YARGITAY KARARI
DAİRE : 14. Hukuk Dairesi
ESAS NO : 2011/3820
KARAR NO : 2011/5393
KARAR TARİHİ : 22.04.2011
MAHKEMESİ :Tüketici Mahkemesi
Davacı vekili tarafından, davalılar aleyhine 22.06.2009, 02.10.2009 ve 20.08.2009 gününde verilen dilekçeler ile tapu iptali ve tescil veya alacak istenmesi üzerine yapılan duruşma sonunda; tapu iptali ve tescil isteminin reddine, davalı … hakkındaki alacak davasının kısmen kabulüne dair verilen 05.11.2010 günlü hükmün Yargıtayca incelenmesi davacı vekili ve davalı … vekili tarafından istenilmekle dosya ve içerisindeki bütün kağıtlar incelenerek gereği düşünüldü:
K A R A R
Davacı, davalı arsa malikleri ile davalı yüklenici arasında yapılan arsa payı karşılığı inşaat sözleşmesi uyarınca davalı yüklenici …’a bırakılan 3 parsel sayılı taşınmazdaki 13 numaralı mesken niteliğindeki bağımsız bölümün Ankara 15.Noterliği’nde düzenlenen 22.07.2008 tarihli satış vaadi sözleşmesi ile satışının vaat edildiğini, ihtara rağmen tapunun devredilmediğini ileri sürerek, 13 numaralı bağımsız bölümün adına tescili ile 6.000TL ceza-i şartın davalı …’dan alınmasını, bu isteminin kabul edilmemesi halinde davalı …’a ödenen 45.000TL’nin ödeme tarihinden itibaren işleyen faizi ile birlikte ve 6.000TL ceza-i şartın davalı …’dan alınmasını istemiştir.
Birleştirme kararı verilen Ankara 1.Tüketici Mahkemesi’nin 2009/590Esas sayılı dosyası ile tescil istemini diğer arsa maliklerine yöneltmiş; yine birleştirme kararı verilen Ankara 2.Tüketici Mahkemesi’nin 2009/515Esas sayılı dosyası ile de, dava konusu taşınmaza tapuda satış yoluyla malik olan davalı … …’a muvazaa nedenine dayalı tescil istemli davasını yöneltmiştir.
Mahkemece, birleşen davalar ile asıl davadaki tapu iptali tescil istemi ve ceza-i şartın tahsili istemlerinin reddine; 45.000TL alacağın davalı …’dan dava tarihinden itibaren işleyen faizi ile alınmasına karar verilmiştir.
Hükmü, davacı vekili ve katılma yoluyla davalı … … vekili temyiz etmiştir.
1-Dava, yüklenicinin temliki nedenine dayalı tapu iptal tescil ile tazminat, ikinci kademede alacak ve tazminat istemlerine ilişkindir.
Hüküm mahkemelerince verilen nihai kararların temyiz edilebileceği HUMK’nun 427. maddesinde düzenlenmiştir.
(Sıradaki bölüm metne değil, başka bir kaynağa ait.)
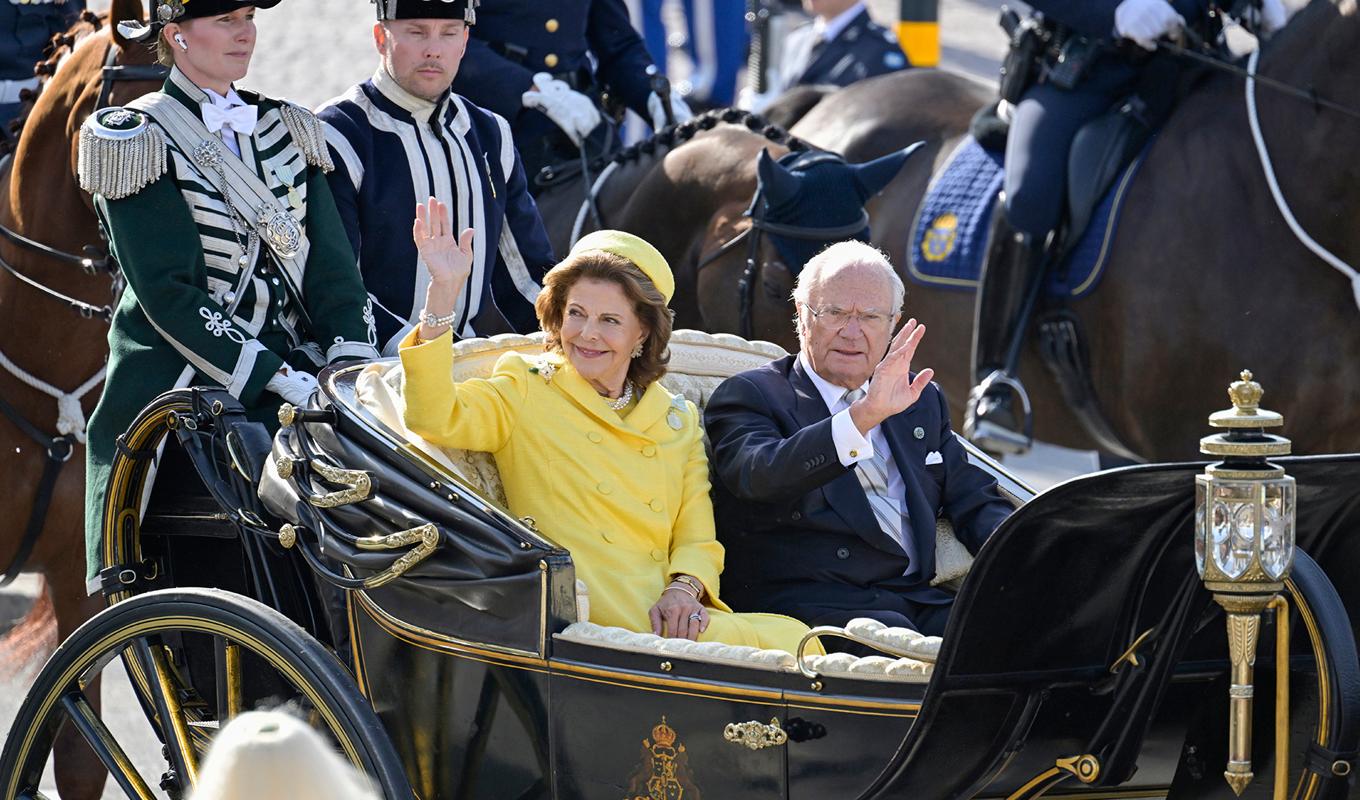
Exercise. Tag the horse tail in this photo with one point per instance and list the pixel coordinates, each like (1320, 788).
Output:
(34, 637)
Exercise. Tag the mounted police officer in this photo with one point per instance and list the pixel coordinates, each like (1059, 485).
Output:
(839, 46)
(403, 136)
(216, 207)
(546, 67)
(1081, 72)
(27, 26)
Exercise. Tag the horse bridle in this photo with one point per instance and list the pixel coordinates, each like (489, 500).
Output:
(60, 448)
(93, 261)
(754, 233)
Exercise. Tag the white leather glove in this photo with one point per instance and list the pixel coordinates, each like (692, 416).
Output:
(1273, 15)
(293, 385)
(1147, 21)
(658, 113)
(569, 109)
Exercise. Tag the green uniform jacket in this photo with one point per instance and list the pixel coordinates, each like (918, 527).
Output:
(192, 313)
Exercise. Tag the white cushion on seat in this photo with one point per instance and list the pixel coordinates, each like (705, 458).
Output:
(649, 644)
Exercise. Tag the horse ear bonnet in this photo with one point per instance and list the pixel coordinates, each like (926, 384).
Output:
(876, 174)
(809, 189)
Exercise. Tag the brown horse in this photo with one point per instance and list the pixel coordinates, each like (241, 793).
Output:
(687, 192)
(1205, 276)
(48, 338)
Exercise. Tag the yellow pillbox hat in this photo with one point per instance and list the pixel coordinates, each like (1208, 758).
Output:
(635, 249)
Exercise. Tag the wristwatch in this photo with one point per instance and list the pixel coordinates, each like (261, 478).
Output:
(433, 321)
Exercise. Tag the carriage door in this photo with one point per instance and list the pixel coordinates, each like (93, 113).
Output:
(635, 727)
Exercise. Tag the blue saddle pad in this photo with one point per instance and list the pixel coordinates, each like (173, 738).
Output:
(949, 236)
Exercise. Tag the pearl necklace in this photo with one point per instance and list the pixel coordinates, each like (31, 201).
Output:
(623, 399)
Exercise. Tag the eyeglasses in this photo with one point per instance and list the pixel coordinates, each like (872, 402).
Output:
(838, 319)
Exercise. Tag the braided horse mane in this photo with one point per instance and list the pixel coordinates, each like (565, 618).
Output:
(676, 135)
(57, 48)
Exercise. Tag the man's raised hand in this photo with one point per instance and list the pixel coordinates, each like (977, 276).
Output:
(446, 256)
(891, 388)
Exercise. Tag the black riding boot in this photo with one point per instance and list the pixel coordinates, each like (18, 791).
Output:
(998, 415)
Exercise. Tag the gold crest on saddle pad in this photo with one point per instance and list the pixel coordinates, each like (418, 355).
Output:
(940, 238)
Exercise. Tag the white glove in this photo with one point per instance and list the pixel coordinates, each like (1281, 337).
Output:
(658, 113)
(569, 109)
(293, 385)
(1273, 15)
(1147, 21)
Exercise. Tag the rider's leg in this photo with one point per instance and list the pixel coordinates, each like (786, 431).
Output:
(1037, 166)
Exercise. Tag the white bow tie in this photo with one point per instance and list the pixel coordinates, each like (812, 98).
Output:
(240, 119)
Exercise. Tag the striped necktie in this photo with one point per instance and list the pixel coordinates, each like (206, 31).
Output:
(873, 479)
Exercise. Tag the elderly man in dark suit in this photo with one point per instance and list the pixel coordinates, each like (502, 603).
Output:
(833, 464)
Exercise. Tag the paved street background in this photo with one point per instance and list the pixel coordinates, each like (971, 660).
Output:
(310, 51)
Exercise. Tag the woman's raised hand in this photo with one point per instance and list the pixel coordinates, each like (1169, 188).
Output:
(446, 255)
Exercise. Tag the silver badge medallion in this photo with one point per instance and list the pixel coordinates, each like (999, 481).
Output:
(282, 233)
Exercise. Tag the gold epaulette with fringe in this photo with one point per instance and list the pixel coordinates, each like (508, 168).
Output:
(309, 134)
(121, 153)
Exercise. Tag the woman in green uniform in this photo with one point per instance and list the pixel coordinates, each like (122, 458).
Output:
(216, 207)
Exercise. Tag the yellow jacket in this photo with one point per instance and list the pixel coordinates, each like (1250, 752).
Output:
(627, 495)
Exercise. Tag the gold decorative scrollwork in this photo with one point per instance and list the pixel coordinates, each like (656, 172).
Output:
(1085, 768)
(359, 486)
(755, 735)
(425, 538)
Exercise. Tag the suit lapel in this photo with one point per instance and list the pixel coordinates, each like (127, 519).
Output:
(910, 459)
(843, 494)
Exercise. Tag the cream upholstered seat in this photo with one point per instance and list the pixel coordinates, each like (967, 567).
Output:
(698, 363)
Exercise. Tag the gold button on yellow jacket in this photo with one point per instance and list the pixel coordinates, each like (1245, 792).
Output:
(626, 494)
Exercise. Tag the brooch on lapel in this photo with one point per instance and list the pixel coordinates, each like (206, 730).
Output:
(544, 368)
(675, 411)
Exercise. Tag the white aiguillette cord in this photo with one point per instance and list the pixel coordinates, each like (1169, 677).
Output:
(1253, 119)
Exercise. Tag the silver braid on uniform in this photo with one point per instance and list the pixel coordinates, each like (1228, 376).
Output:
(309, 134)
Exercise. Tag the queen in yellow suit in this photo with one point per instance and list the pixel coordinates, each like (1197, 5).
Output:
(586, 440)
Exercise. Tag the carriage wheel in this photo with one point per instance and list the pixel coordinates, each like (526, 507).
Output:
(245, 636)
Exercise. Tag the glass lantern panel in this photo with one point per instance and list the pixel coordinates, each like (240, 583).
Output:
(1234, 525)
(1201, 514)
(1277, 528)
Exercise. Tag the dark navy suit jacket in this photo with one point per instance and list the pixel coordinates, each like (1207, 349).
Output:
(556, 37)
(799, 532)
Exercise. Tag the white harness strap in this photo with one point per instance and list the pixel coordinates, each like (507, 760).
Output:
(70, 414)
(1328, 256)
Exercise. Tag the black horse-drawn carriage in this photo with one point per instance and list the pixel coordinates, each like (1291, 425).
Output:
(377, 585)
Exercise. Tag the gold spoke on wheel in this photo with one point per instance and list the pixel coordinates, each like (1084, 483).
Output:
(230, 694)
(105, 746)
(173, 724)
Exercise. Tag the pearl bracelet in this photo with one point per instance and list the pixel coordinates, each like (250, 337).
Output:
(679, 587)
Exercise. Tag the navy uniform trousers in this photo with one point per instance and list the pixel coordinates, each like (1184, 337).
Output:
(1047, 117)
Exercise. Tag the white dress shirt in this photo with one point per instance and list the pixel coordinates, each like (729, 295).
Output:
(852, 446)
(231, 101)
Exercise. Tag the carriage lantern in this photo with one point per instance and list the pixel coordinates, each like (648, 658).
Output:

HUMK’nun 433. maddesinde de, temyiz isteminde bulunanın temyiz dilekçesinin karşı tarafa tebliğinden itibaren 10 gün içinde katılma yoluyla temyiz isteminde bulunabileceği hüküm altına alınmıştır. Eldeki davada, davacının temyiz istemli dilekçesi, katılma yoluyla temyiz isteminde bulunan davalı … …’a 18.02.2011 tarihinde tebliğ edilmiş, davalı, kararı 01.03.2011 tarihinde temyiz etmiştir. Görülüyor ki, davalı, 10 günlük sürenin geçmesinden sonra temyiz isteminde bulunmuştur. Bu nedenle, HUMK’nun 433. maddesi uyarınca temyiz dilekçesinin reddine karar vermek gerekmiştir.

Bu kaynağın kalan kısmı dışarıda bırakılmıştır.